Hastings County Paramedic Chief Carl Bowker told The Epoch Times that there had been an uptick in opioid-related calls in the Belleville area beginning last week.

“There were reports that some of these opioids might be released with a powerful sedative that wasn’t responding” to Naloxone, a medication used to reverse or reduce the effects of opioids, he said.

Chief Bowker said police suspected in November that drugs were being laced with GHB, also known as the date rape drug. He said it’s possible this week’s overdoses may be the result of something similar.

“We’re hearing that maybe some of [the drugs] have GHB,” he said. “And we’ve heard reports that it’s laced with an animal tranquilizer. It might have ketamine in it, which is a powerful anesthetic. So we don’t know. We don’t want to speculate on that. But that’s certainly what we suspect.”

Call for Help

Mr. Ellis called the pace being set by emergency personnel in responding to the overdose calls “exhausting.”

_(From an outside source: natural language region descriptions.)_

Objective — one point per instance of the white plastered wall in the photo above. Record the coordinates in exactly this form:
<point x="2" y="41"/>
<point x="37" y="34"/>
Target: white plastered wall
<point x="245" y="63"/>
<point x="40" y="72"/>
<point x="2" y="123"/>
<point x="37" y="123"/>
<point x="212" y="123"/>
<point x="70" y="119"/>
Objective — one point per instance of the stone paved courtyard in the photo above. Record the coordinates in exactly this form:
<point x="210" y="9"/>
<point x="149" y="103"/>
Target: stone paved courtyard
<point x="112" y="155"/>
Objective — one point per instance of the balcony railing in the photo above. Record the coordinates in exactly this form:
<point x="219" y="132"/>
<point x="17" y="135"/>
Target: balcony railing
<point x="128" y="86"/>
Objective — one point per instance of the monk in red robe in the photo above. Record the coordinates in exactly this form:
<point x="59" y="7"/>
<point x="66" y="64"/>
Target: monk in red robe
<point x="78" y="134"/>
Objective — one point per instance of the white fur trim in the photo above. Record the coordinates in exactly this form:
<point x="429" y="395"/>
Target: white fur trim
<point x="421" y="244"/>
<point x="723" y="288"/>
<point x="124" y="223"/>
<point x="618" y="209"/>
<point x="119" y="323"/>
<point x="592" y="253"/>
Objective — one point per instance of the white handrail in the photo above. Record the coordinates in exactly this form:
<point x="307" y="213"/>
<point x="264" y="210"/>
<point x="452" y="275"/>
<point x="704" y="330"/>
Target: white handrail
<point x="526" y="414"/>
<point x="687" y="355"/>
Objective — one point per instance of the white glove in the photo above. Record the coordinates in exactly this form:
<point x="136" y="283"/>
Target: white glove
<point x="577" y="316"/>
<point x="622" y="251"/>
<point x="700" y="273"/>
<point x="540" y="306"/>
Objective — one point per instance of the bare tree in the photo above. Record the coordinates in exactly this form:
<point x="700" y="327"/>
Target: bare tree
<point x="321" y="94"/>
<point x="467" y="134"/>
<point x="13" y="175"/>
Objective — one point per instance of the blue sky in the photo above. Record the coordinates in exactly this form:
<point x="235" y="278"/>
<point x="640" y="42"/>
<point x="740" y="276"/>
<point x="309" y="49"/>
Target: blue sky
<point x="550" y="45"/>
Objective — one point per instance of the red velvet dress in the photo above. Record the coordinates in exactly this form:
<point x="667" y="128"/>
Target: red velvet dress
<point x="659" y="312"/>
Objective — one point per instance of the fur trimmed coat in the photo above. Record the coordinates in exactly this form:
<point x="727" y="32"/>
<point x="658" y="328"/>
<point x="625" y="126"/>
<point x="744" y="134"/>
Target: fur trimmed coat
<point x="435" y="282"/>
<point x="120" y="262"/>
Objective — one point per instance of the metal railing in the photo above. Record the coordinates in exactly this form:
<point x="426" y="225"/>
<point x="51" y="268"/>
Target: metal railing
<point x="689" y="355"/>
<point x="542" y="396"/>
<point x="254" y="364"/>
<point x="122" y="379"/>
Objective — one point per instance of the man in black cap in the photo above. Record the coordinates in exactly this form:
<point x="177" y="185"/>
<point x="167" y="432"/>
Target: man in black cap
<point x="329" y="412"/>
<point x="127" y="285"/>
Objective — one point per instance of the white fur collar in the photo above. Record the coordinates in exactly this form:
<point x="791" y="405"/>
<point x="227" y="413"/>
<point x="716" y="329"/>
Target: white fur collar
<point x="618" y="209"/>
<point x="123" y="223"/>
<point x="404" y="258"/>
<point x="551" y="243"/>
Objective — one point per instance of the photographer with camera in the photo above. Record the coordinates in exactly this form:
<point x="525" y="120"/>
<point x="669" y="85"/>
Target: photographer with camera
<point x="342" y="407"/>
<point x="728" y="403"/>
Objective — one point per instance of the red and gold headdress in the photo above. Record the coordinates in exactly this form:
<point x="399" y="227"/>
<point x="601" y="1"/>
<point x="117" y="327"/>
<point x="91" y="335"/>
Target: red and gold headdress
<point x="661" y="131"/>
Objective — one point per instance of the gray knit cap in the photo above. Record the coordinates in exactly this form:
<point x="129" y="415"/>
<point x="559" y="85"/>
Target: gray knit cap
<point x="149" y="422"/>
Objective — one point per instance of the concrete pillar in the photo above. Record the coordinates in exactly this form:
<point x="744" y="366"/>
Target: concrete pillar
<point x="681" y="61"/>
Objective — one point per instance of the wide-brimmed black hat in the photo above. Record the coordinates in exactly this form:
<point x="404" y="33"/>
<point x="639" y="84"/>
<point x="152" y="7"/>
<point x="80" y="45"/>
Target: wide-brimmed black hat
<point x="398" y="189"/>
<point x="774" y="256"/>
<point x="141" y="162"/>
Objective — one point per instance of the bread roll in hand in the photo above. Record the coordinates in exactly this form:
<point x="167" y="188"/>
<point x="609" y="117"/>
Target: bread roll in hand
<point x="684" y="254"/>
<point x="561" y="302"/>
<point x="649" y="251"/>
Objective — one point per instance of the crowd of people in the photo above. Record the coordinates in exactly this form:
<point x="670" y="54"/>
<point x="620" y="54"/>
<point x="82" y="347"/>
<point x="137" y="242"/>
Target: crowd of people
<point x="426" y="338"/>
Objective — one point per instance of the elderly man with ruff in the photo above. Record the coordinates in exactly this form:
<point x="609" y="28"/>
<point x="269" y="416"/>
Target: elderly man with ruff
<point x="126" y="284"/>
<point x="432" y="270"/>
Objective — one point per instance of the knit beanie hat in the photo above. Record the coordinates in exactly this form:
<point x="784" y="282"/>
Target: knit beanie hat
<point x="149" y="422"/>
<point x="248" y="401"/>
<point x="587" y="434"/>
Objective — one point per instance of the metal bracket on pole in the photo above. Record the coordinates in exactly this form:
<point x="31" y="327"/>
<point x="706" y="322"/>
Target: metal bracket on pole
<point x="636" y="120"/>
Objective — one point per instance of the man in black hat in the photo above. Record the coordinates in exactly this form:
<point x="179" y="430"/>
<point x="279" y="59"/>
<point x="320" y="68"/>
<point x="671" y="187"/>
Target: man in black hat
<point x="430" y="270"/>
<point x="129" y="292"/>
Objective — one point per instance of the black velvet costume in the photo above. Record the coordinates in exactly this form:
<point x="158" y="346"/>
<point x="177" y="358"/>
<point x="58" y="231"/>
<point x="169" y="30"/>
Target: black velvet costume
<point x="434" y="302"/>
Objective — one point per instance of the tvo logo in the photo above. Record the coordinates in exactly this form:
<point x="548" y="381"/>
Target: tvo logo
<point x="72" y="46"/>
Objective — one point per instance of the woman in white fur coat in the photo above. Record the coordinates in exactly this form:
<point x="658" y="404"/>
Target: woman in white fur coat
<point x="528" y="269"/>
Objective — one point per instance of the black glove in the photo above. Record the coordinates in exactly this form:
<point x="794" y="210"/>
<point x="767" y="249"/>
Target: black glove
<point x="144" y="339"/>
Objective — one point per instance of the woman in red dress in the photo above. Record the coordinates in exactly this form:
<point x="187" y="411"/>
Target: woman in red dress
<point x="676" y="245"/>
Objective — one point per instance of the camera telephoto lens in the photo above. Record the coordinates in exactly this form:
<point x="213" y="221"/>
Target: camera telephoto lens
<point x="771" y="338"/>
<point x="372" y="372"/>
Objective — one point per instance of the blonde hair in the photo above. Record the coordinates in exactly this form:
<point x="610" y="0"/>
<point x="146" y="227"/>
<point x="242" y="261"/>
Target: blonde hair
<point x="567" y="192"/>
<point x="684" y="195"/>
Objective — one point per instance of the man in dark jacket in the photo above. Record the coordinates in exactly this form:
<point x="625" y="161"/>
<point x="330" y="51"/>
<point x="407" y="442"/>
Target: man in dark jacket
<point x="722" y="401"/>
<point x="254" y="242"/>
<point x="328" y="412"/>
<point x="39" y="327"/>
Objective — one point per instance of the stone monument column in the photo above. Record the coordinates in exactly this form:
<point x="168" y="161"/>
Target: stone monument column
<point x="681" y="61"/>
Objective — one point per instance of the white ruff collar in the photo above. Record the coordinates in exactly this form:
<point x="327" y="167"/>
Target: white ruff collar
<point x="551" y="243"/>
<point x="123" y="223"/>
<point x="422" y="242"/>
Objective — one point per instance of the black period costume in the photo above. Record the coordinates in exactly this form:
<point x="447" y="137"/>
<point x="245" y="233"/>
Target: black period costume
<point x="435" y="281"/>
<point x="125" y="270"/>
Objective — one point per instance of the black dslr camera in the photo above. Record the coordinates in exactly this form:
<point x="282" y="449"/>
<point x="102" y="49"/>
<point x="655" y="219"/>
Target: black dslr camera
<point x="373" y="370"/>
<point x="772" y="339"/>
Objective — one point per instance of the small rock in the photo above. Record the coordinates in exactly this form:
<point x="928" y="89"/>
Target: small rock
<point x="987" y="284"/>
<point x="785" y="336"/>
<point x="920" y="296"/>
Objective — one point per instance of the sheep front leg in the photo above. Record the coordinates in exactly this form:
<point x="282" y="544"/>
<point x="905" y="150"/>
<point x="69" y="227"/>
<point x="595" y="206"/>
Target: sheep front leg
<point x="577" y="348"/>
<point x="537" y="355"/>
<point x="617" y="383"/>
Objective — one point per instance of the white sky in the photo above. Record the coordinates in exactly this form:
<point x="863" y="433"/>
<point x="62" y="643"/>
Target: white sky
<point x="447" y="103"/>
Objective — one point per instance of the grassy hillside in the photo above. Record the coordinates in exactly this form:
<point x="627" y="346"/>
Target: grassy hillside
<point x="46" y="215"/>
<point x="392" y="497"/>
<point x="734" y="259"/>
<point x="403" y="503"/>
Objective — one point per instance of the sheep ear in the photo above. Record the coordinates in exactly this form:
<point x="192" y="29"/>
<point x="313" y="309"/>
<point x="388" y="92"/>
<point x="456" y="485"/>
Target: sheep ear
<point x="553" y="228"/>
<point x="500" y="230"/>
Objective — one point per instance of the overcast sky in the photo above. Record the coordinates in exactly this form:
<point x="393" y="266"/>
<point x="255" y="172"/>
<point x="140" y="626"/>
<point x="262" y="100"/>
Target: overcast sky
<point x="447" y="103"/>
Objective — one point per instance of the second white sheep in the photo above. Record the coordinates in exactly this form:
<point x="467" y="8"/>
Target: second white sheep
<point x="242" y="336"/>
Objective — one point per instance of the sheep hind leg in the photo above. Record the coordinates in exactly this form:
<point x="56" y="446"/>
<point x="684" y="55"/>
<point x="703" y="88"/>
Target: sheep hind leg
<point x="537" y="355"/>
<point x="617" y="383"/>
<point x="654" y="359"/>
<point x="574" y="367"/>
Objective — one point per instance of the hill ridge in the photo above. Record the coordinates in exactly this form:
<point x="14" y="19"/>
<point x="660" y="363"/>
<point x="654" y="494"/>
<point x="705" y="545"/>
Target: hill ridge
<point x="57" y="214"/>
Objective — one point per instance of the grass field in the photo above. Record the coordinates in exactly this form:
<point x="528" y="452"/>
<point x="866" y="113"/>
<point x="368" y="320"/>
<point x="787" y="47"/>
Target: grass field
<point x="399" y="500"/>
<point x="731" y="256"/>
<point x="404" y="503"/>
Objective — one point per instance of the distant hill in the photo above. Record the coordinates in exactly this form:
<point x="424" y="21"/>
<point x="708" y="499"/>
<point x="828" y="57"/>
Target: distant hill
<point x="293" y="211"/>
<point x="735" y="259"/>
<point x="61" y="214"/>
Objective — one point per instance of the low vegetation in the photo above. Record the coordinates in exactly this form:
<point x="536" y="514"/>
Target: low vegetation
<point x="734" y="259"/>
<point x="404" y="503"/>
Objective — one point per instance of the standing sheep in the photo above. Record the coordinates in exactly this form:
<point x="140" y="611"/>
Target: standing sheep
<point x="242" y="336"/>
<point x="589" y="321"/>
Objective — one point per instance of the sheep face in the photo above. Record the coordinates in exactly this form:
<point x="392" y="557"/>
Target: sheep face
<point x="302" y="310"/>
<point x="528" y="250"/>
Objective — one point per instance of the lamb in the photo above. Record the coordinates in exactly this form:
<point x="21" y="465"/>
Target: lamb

“I spoke to fire personnel today and they had 25 calls, I believe, in 24 hours and a lot of the calls were [overdoses], so it is very taxing on our resources,” he said, adding that Belleville simply cannot bear the burden of the drug crisis alone.

The mayor said overdoses are part of a much larger issue that involves the lack of affordable housing and an increasing level of homelessness in cities throughout Ontario. That, along with a deficiency in funding for mental health and addiction issues is culminating in increased drug use and overdoses, he said.

Mr. Ellis said declaring the state of emergency in Belleville was a bid to get the attention of the provincial government.

“We need serious action and support from senior level government to deal with this crisis and until we begin to see meaningful discussions on how to address the matter, I fear nothing will change,” he said.

Currently Belleville has about 200 people living on the streets, he said, adding that 66 percent of those people are from Hastings County, the second-largest county in Ontario. Belleville, the county seat, is where the homeless congregate, the mayor said, because the city has the most to offer when it comes to health care and food programs.

He described affordable housing as an immediate need, but it’s one the city can’t afford to address alone.

“If we really wanted to burden the taxpayers and attempted [to handle the problem], we could, but economically it wouldn’t be feasible on our tax base,” he said. He noted that the city of 56,000 has a tax base of only slightly more than 22,000.

The government also needs to address the mental health and drug addiction crisis, he said, adding that “there are basically no facilities for people to get help or it’s obviously a long waiting list.”

Emergency care is also an issue, according to Chief Bowker, who said health-care staffing levels were insufficient to deal with the crisis.

“We’re already facing a bit of a health-care crisis in terms of overall staffing and ability [to respond],” he said. “When we get a huge spike, and it’s unexpected like this, it inhibits our ability to respond effectively to the next medical emergency. It becomes a public safety issue.”

He stressed the importance of long-term solutions such as increased access to mental health services and housing initiatives, but said immediate solutions are needed in the interim.

“What keeps me up at night is what are the short-term mitigation strategies that we can implement to see a reduction [in overdoses]?” he said. “I think that’s the biggest challenge facing us right now.”